‘Da Vinci Code’ movie touted

? Not a single foot of film has been shot, the movie doesn’t open for a year and a few critics already are denouncing it, but “The Da Vinci Code” nevertheless has made its multiplex debut.

Sony Pictures, the studio behind the upcoming Ron Howard-directed adaptation of Dan Brown’s mammoth best-selling novel, has released a short “Da Vinci Code” trailer, which has been playing in a number of theaters just before “Star Wars: Episode III Revenge of the Sith.”

The “teaser” trailer, as such early previews are called, is debuting just as Britain’s Westminster Abbey announced it would not allow Howard’s movie to film there because the Abbey considers the book “theologically unsound.”

But the movie will be able to film inside the Louvre, the famous Paris museum in which the book’s opening murder scene is set.

The “Da Vinci Code” teaser trailer, which has been playing on an unspecified number of “Revenge of the Sith’s” 9,000 film prints, sets to accomplish three things: stake out the film’s release date of May 19, 2006, and thus keep other competing movies at bay; remind the book’s legion of readers that the film is in the works; and establish the production’s international cast, which includes Tom Hanks, France’s Audrey Tautou and Jean Reno, and England’s Alfred Molina, Ian McKellen and Paul Bettany.

“It just seemed like there’s so much knowledge and awareness of this book, it seemed natural” to run a trailer a year early, said Brian Grazer, Howard’s longtime producing partner. Along with John Calley, Grazer is producing “The Da Vinci Code.”

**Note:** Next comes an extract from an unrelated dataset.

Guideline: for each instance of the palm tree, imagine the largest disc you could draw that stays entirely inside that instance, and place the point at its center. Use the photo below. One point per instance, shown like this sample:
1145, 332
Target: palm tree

Without any film to include in the “Da Vinci Code” spot (production commences at the end of June), Sony and trailer maker Intralink Film Graphic Design concocted a computerized model of what appears to be a desert landscape.

The camera swoops into the apparently parched earth as a narrator intones, “What if the world’s greatest works of art held a secret that could change the course of mankind forever?”

The dry canyons are soon revealed to be cracks in the painted canvas of the “Mona Lisa.” At that point the narrator says, “No matter what you have read, no matter what you believe, the journey has just begun.”